How to Measure Whether It Is Working
Measurement only works if your tech stack is built to capture it. Most companies track vanity metrics because that is what is easiest to see. Page views, impressions, social reach. None of that tells you whether your content is generating pipeline.
The starting point is knowing where your traffic comes from and which specific pieces of content are driving it. Tools like Snitcher can de-anonymize website visitors and tell you which companies are reading your content and which posts brought them there. That alone changes how you think about what to write next.
From there, the goal is to automate the handoff. Connect your intent and traffic data into your CRM through tools like Apollo and Clay, piped into HubSpot via Zapier, and you stop losing warm signals in spreadsheets. Every meaningful engagement, a prospect reading your comparison post, downloading a whitepaper, completing an assessment, gets captured, scored, and triggers the next relevant content automatically. No engagement is wasted.
When that system is running properly you have an active funnel machine. A prospect who reads your CrowdStrike vs. SentinelOne comparison at the shortlist stage gets served an ROI calculator next. A small business owner who completes a posture assessment gets a relevant case study from their vertical. The content matures them further through the funnel without your sales team having to manually chase every signal.
When presenting this to a CFO or board, skip the content metrics entirely. Show the pipeline. How many identified accounts engaged with content before entering a sales conversation? What was the average deal size of content-influenced opportunities versus cold outreach? What is the cost per pipeline dollar generated compared to your other demand gen channels? Those are the numbers that land.

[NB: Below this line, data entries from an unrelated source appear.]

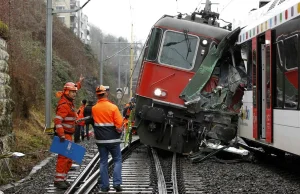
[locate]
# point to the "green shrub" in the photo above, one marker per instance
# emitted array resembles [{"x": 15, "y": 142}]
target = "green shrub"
[{"x": 4, "y": 31}]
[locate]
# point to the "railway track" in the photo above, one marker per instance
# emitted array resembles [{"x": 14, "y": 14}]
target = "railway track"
[{"x": 147, "y": 170}]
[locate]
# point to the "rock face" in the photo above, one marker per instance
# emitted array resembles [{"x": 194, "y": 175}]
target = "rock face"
[{"x": 6, "y": 103}]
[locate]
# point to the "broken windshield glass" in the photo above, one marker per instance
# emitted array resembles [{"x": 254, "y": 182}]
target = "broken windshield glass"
[{"x": 179, "y": 50}]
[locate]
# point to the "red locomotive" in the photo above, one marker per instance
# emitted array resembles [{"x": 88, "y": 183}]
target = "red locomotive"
[{"x": 173, "y": 53}]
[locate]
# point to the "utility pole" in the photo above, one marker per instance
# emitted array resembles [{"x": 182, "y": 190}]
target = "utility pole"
[
  {"x": 48, "y": 64},
  {"x": 48, "y": 74},
  {"x": 119, "y": 69},
  {"x": 101, "y": 60},
  {"x": 131, "y": 62}
]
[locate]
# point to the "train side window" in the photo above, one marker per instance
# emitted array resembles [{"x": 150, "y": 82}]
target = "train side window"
[
  {"x": 291, "y": 52},
  {"x": 246, "y": 50},
  {"x": 154, "y": 43},
  {"x": 179, "y": 50},
  {"x": 291, "y": 72},
  {"x": 268, "y": 78},
  {"x": 279, "y": 74},
  {"x": 254, "y": 77}
]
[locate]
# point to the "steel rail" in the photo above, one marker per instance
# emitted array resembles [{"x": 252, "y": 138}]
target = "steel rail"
[
  {"x": 92, "y": 181},
  {"x": 161, "y": 183},
  {"x": 174, "y": 174}
]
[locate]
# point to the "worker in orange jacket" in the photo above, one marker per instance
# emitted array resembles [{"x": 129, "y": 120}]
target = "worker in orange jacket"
[
  {"x": 79, "y": 129},
  {"x": 108, "y": 124},
  {"x": 127, "y": 111},
  {"x": 65, "y": 127}
]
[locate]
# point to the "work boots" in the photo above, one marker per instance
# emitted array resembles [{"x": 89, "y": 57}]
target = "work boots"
[{"x": 61, "y": 185}]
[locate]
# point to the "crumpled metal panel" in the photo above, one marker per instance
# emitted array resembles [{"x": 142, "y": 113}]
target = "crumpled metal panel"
[{"x": 202, "y": 76}]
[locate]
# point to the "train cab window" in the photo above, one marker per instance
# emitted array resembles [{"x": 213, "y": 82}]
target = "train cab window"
[
  {"x": 154, "y": 43},
  {"x": 179, "y": 50}
]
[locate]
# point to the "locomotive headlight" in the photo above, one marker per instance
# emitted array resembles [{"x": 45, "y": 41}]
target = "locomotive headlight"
[{"x": 157, "y": 92}]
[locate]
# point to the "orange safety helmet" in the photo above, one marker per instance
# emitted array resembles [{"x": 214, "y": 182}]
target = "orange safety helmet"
[
  {"x": 70, "y": 86},
  {"x": 102, "y": 89}
]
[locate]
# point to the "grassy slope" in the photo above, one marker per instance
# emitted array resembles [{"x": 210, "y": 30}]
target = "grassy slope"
[{"x": 71, "y": 58}]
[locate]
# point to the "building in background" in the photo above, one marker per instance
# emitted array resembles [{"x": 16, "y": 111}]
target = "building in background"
[
  {"x": 76, "y": 21},
  {"x": 62, "y": 5}
]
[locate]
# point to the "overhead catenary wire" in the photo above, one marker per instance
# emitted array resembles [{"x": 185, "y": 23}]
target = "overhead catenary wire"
[{"x": 226, "y": 6}]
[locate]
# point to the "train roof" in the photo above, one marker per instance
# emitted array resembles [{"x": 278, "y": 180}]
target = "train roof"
[
  {"x": 275, "y": 13},
  {"x": 193, "y": 27}
]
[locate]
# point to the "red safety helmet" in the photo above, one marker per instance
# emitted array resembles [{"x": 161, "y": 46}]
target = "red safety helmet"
[
  {"x": 102, "y": 89},
  {"x": 70, "y": 86}
]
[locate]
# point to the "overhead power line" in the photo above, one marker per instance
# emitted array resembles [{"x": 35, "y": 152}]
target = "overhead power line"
[{"x": 226, "y": 6}]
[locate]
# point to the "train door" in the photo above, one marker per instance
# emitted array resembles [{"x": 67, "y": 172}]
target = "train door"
[{"x": 262, "y": 90}]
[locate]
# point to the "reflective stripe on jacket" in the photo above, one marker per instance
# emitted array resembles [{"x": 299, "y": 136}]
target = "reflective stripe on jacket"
[
  {"x": 80, "y": 114},
  {"x": 107, "y": 122}
]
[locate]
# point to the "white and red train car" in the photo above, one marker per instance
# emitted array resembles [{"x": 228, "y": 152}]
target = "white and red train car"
[{"x": 271, "y": 51}]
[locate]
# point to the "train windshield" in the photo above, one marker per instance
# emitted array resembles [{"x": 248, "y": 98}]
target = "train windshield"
[{"x": 179, "y": 50}]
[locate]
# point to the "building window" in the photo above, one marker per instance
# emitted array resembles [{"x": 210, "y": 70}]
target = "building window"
[{"x": 62, "y": 18}]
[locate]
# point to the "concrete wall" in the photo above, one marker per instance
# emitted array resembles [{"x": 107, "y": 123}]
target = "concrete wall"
[{"x": 6, "y": 103}]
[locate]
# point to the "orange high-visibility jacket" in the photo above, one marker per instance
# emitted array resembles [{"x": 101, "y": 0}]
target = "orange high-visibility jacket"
[
  {"x": 80, "y": 114},
  {"x": 107, "y": 122},
  {"x": 65, "y": 116}
]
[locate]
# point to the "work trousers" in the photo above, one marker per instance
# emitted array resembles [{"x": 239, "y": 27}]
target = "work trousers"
[
  {"x": 63, "y": 165},
  {"x": 115, "y": 150},
  {"x": 87, "y": 128},
  {"x": 79, "y": 131}
]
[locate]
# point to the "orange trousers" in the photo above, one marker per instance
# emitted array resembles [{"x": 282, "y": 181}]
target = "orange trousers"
[{"x": 63, "y": 165}]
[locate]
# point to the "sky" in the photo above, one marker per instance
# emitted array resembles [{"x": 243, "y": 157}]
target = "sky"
[{"x": 117, "y": 16}]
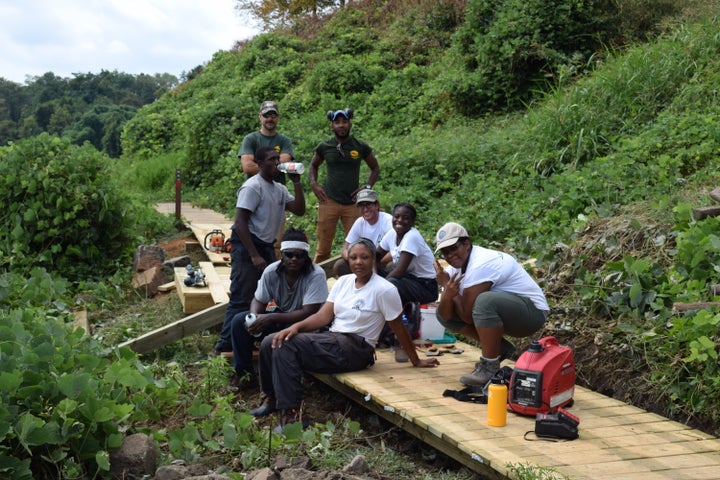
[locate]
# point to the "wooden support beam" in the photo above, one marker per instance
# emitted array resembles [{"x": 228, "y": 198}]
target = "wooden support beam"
[{"x": 177, "y": 330}]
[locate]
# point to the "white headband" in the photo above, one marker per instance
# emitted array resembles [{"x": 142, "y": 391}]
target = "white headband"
[{"x": 287, "y": 245}]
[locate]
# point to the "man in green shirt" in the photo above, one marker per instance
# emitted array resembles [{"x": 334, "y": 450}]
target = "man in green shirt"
[{"x": 343, "y": 155}]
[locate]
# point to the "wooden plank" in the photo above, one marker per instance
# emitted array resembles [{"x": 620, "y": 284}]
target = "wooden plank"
[
  {"x": 218, "y": 290},
  {"x": 617, "y": 439},
  {"x": 175, "y": 331},
  {"x": 687, "y": 307}
]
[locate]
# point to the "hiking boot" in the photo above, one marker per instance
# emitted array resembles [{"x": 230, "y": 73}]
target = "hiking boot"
[
  {"x": 507, "y": 349},
  {"x": 246, "y": 381},
  {"x": 484, "y": 371}
]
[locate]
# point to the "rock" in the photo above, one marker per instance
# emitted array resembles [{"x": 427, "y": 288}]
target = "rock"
[
  {"x": 137, "y": 457},
  {"x": 358, "y": 466},
  {"x": 147, "y": 282}
]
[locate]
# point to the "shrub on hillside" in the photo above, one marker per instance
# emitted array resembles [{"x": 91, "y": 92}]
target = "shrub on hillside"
[{"x": 61, "y": 209}]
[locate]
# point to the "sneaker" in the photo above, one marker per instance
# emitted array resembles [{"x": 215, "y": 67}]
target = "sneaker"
[
  {"x": 484, "y": 371},
  {"x": 400, "y": 355},
  {"x": 246, "y": 381},
  {"x": 507, "y": 349}
]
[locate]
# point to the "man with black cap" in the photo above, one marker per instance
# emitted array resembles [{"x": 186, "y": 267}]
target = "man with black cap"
[
  {"x": 343, "y": 154},
  {"x": 267, "y": 136}
]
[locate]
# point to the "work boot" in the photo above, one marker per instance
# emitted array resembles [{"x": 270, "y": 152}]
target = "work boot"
[{"x": 484, "y": 371}]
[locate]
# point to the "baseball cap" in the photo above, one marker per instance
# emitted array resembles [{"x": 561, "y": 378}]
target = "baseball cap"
[
  {"x": 366, "y": 195},
  {"x": 449, "y": 234},
  {"x": 268, "y": 106},
  {"x": 347, "y": 113}
]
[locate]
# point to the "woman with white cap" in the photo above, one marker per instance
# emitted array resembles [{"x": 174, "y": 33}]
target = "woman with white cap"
[{"x": 487, "y": 294}]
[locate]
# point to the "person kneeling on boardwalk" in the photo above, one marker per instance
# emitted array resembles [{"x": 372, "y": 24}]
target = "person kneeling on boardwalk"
[
  {"x": 487, "y": 294},
  {"x": 358, "y": 306},
  {"x": 288, "y": 291}
]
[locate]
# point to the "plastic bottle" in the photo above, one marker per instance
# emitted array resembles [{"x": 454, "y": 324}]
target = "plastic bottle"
[
  {"x": 292, "y": 167},
  {"x": 249, "y": 320},
  {"x": 497, "y": 403}
]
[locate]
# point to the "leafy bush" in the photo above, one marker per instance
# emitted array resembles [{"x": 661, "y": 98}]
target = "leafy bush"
[
  {"x": 63, "y": 397},
  {"x": 62, "y": 210}
]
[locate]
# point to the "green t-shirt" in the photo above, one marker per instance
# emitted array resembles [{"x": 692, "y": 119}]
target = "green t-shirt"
[
  {"x": 255, "y": 140},
  {"x": 343, "y": 167}
]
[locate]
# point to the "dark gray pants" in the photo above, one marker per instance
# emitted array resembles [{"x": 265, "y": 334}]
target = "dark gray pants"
[{"x": 281, "y": 369}]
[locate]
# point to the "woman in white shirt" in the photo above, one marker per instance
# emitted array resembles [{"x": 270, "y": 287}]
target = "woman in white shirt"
[{"x": 487, "y": 294}]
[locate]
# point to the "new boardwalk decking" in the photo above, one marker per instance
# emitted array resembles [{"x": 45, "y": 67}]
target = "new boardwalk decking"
[{"x": 617, "y": 441}]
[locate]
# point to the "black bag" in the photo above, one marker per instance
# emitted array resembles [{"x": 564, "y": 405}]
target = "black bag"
[{"x": 478, "y": 394}]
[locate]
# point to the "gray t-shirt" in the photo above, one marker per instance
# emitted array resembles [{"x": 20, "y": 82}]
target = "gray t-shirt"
[{"x": 266, "y": 200}]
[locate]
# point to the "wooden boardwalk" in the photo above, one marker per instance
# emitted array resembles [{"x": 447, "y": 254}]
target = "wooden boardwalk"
[{"x": 617, "y": 441}]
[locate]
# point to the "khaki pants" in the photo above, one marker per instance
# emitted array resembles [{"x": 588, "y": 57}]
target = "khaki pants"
[{"x": 329, "y": 212}]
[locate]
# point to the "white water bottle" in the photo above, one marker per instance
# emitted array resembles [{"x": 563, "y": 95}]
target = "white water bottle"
[{"x": 292, "y": 167}]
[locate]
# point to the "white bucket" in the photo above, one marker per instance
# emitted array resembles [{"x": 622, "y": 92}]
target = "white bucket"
[{"x": 430, "y": 328}]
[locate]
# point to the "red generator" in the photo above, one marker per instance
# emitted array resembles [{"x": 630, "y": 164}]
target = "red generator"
[{"x": 543, "y": 378}]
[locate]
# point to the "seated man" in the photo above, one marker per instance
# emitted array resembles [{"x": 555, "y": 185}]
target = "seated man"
[
  {"x": 371, "y": 224},
  {"x": 288, "y": 291}
]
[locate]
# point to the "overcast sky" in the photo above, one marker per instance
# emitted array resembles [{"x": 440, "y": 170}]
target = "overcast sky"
[{"x": 130, "y": 36}]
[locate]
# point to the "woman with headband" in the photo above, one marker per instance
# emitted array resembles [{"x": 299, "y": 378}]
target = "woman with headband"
[
  {"x": 356, "y": 310},
  {"x": 288, "y": 291}
]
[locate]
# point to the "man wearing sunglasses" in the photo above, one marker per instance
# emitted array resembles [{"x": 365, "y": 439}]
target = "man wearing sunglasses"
[
  {"x": 259, "y": 213},
  {"x": 267, "y": 136},
  {"x": 343, "y": 155},
  {"x": 288, "y": 291},
  {"x": 487, "y": 294}
]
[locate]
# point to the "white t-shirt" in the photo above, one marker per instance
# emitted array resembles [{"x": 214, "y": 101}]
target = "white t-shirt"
[
  {"x": 364, "y": 310},
  {"x": 266, "y": 200},
  {"x": 308, "y": 289},
  {"x": 412, "y": 242},
  {"x": 362, "y": 229},
  {"x": 505, "y": 273}
]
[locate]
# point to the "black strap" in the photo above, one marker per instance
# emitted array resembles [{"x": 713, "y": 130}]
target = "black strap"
[{"x": 467, "y": 394}]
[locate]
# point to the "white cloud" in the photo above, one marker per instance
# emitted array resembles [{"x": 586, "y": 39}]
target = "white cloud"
[{"x": 131, "y": 36}]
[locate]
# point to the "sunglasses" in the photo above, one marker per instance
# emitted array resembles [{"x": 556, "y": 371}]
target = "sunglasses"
[{"x": 449, "y": 250}]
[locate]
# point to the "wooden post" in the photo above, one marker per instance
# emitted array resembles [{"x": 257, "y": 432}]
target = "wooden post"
[{"x": 178, "y": 191}]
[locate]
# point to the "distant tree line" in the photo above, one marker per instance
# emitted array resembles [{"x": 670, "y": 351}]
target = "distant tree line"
[{"x": 89, "y": 107}]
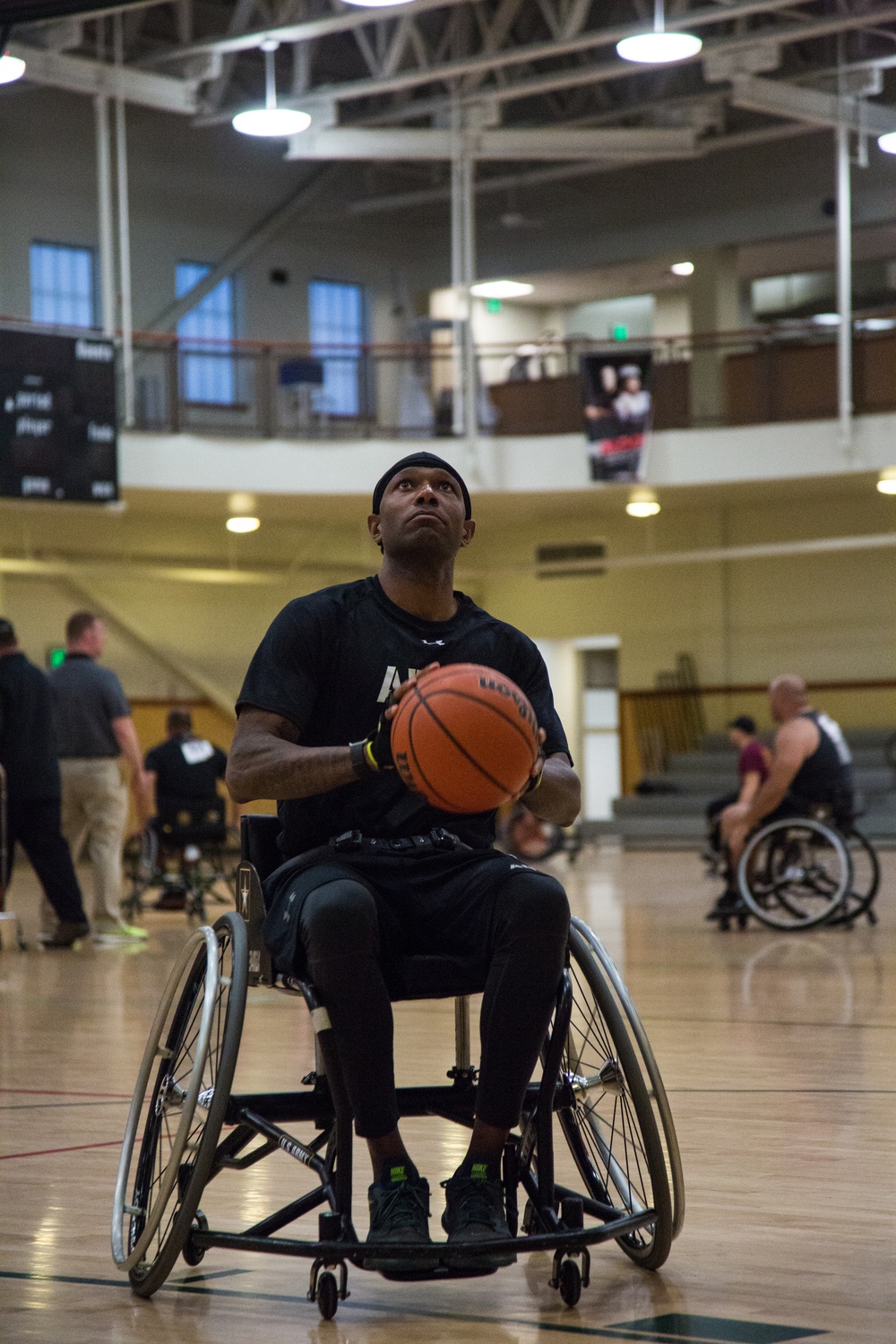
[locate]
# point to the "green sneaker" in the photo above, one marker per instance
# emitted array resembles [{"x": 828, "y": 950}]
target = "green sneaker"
[
  {"x": 400, "y": 1215},
  {"x": 474, "y": 1215},
  {"x": 123, "y": 935}
]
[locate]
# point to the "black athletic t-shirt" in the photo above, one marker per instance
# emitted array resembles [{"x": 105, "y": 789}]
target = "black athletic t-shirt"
[
  {"x": 185, "y": 769},
  {"x": 330, "y": 661}
]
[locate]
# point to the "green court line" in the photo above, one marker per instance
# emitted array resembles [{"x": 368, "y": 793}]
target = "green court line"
[
  {"x": 650, "y": 1328},
  {"x": 790, "y": 1091},
  {"x": 56, "y": 1105},
  {"x": 683, "y": 1325}
]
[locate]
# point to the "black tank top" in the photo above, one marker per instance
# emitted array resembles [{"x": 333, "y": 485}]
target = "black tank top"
[{"x": 826, "y": 776}]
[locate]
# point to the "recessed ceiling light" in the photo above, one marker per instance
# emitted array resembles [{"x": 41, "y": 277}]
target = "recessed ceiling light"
[
  {"x": 11, "y": 67},
  {"x": 642, "y": 503},
  {"x": 659, "y": 48},
  {"x": 501, "y": 289}
]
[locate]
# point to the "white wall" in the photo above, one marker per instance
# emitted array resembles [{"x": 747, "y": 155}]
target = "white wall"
[{"x": 536, "y": 462}]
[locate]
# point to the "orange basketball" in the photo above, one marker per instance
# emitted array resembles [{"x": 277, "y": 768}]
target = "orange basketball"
[{"x": 465, "y": 737}]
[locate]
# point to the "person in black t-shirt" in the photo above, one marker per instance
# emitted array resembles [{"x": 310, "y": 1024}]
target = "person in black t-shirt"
[
  {"x": 34, "y": 790},
  {"x": 190, "y": 811},
  {"x": 185, "y": 771},
  {"x": 314, "y": 717}
]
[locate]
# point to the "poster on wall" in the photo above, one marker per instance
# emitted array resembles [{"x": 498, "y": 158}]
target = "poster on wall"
[
  {"x": 58, "y": 427},
  {"x": 616, "y": 408}
]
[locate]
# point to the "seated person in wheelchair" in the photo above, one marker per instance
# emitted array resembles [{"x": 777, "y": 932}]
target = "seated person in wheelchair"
[
  {"x": 810, "y": 768},
  {"x": 314, "y": 731},
  {"x": 190, "y": 811},
  {"x": 754, "y": 761}
]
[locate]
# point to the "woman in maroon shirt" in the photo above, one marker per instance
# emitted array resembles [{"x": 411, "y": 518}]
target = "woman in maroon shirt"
[{"x": 754, "y": 763}]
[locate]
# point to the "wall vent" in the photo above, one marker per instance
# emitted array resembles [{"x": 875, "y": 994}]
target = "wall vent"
[{"x": 557, "y": 562}]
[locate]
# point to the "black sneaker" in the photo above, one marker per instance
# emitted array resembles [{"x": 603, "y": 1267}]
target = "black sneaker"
[
  {"x": 474, "y": 1214},
  {"x": 728, "y": 903},
  {"x": 400, "y": 1214},
  {"x": 66, "y": 933}
]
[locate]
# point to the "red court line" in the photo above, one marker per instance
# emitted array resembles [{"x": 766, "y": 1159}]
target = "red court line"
[
  {"x": 46, "y": 1152},
  {"x": 53, "y": 1091}
]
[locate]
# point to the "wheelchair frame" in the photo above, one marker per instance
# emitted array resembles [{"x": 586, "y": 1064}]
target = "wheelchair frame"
[
  {"x": 554, "y": 1218},
  {"x": 145, "y": 874},
  {"x": 845, "y": 903}
]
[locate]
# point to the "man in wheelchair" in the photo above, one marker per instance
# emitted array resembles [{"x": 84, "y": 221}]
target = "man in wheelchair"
[
  {"x": 190, "y": 811},
  {"x": 810, "y": 768},
  {"x": 373, "y": 874}
]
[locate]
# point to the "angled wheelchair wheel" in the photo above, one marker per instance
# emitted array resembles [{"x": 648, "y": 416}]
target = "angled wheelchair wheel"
[
  {"x": 179, "y": 1102},
  {"x": 649, "y": 1066},
  {"x": 866, "y": 881},
  {"x": 794, "y": 874},
  {"x": 611, "y": 1129}
]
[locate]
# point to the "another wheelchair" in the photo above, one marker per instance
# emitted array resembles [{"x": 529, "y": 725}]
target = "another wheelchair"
[
  {"x": 801, "y": 873},
  {"x": 616, "y": 1176},
  {"x": 185, "y": 852}
]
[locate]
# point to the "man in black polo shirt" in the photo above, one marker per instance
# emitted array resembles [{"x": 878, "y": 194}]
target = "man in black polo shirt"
[
  {"x": 29, "y": 757},
  {"x": 314, "y": 719},
  {"x": 96, "y": 728}
]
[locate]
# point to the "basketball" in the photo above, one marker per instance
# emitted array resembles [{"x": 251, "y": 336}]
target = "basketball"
[{"x": 465, "y": 737}]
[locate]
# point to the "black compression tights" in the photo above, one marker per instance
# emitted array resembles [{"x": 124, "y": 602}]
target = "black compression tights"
[{"x": 524, "y": 926}]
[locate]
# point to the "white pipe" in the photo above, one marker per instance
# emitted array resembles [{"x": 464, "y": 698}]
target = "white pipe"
[
  {"x": 844, "y": 293},
  {"x": 80, "y": 572},
  {"x": 104, "y": 211},
  {"x": 124, "y": 241}
]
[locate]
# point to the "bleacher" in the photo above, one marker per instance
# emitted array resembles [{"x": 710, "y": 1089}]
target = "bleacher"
[{"x": 673, "y": 816}]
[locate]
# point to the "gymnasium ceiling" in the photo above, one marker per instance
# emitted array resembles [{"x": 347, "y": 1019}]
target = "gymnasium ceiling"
[{"x": 520, "y": 64}]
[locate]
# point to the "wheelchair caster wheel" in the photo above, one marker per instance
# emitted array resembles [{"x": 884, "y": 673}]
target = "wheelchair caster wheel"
[
  {"x": 327, "y": 1296},
  {"x": 195, "y": 1254},
  {"x": 570, "y": 1282}
]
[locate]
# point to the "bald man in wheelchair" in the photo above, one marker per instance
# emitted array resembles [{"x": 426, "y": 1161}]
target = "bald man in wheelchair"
[
  {"x": 810, "y": 768},
  {"x": 374, "y": 874}
]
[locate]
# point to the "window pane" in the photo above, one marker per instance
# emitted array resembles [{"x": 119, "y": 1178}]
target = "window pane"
[
  {"x": 207, "y": 370},
  {"x": 336, "y": 320},
  {"x": 62, "y": 285}
]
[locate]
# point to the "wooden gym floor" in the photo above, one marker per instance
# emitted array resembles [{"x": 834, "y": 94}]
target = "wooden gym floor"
[{"x": 777, "y": 1051}]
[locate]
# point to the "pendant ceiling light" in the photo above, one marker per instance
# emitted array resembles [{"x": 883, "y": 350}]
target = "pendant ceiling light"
[
  {"x": 271, "y": 120},
  {"x": 659, "y": 47},
  {"x": 11, "y": 67}
]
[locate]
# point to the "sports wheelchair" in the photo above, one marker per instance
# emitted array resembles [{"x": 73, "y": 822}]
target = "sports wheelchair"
[
  {"x": 806, "y": 871},
  {"x": 616, "y": 1179},
  {"x": 185, "y": 854}
]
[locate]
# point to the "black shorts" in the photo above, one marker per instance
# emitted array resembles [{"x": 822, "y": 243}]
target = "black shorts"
[{"x": 427, "y": 905}]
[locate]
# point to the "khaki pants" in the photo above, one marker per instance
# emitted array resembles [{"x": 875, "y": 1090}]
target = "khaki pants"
[{"x": 94, "y": 814}]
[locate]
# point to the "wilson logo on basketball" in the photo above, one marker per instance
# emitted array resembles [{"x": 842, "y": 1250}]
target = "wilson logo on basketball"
[{"x": 513, "y": 694}]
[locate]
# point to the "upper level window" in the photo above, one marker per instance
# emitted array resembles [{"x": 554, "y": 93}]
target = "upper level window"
[
  {"x": 62, "y": 285},
  {"x": 206, "y": 331},
  {"x": 336, "y": 322}
]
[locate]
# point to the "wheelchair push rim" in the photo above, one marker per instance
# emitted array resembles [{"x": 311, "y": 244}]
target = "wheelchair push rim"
[
  {"x": 611, "y": 1131},
  {"x": 794, "y": 874},
  {"x": 187, "y": 1067},
  {"x": 864, "y": 883}
]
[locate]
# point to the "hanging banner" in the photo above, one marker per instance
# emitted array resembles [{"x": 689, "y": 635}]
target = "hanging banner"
[
  {"x": 58, "y": 425},
  {"x": 616, "y": 410}
]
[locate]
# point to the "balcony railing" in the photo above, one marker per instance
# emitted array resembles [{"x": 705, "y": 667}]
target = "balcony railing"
[{"x": 780, "y": 373}]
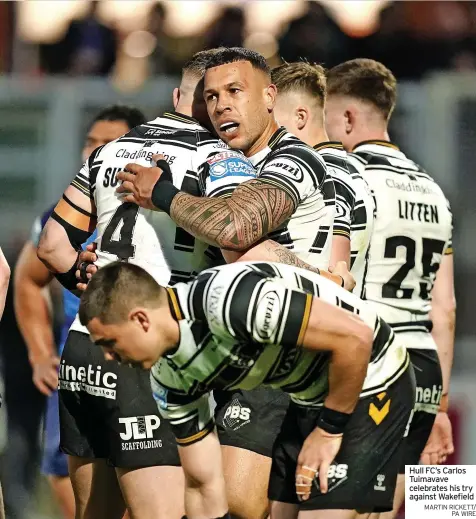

The Minimum Viable Content Engine for Cybersecurity
If I were starting from scratch tomorrow at a cybersecurity company with a lean team, I would not touch content until two things were done properly. Buyer personas and buyer journeys, built on real data and real research, not assumptions. Most companies skip or rush this step and then wonder why their content calendar produces activity but not pipeline. Get this foundation right first and everything that follows gets easier.
Once both are ready I would map content sets to each journey segment with the right content type for each stage, managed within a calendar that includes a deliberate repurpose plan. Not repurposing as in posting the same graphic with a different color, but structuring each core piece so it can live in multiple formats across multiple channels without losing its relevance.
For production I would hire analysts and subject matter experts, outsourcing is perfectly fine here, and pair them with the AI-assisted research methodology I outlined in this article. The expertise has to be real. The process can be efficient.
For distribution I would invest in PR, technical LLMO optimization, and cold and warm outbound channels where you can put the right content directly in front of the right persona at the right moment in their journey.
If you want a quick headstart, you are welcome to use my Cybersecurity Content Strategy Template.
What I would skip entirely is traditional SEO content built around generic search volume. Writing another “what is ransomware” post to chase keywords that your total addressable market either already knows the answer to or will never act on is a waste of time, budget, and credibility. Your TAM and SAM (Servicable Addressable Market) do not need to be scared. They need to be helped. Build content that does that and the pipeline will follow.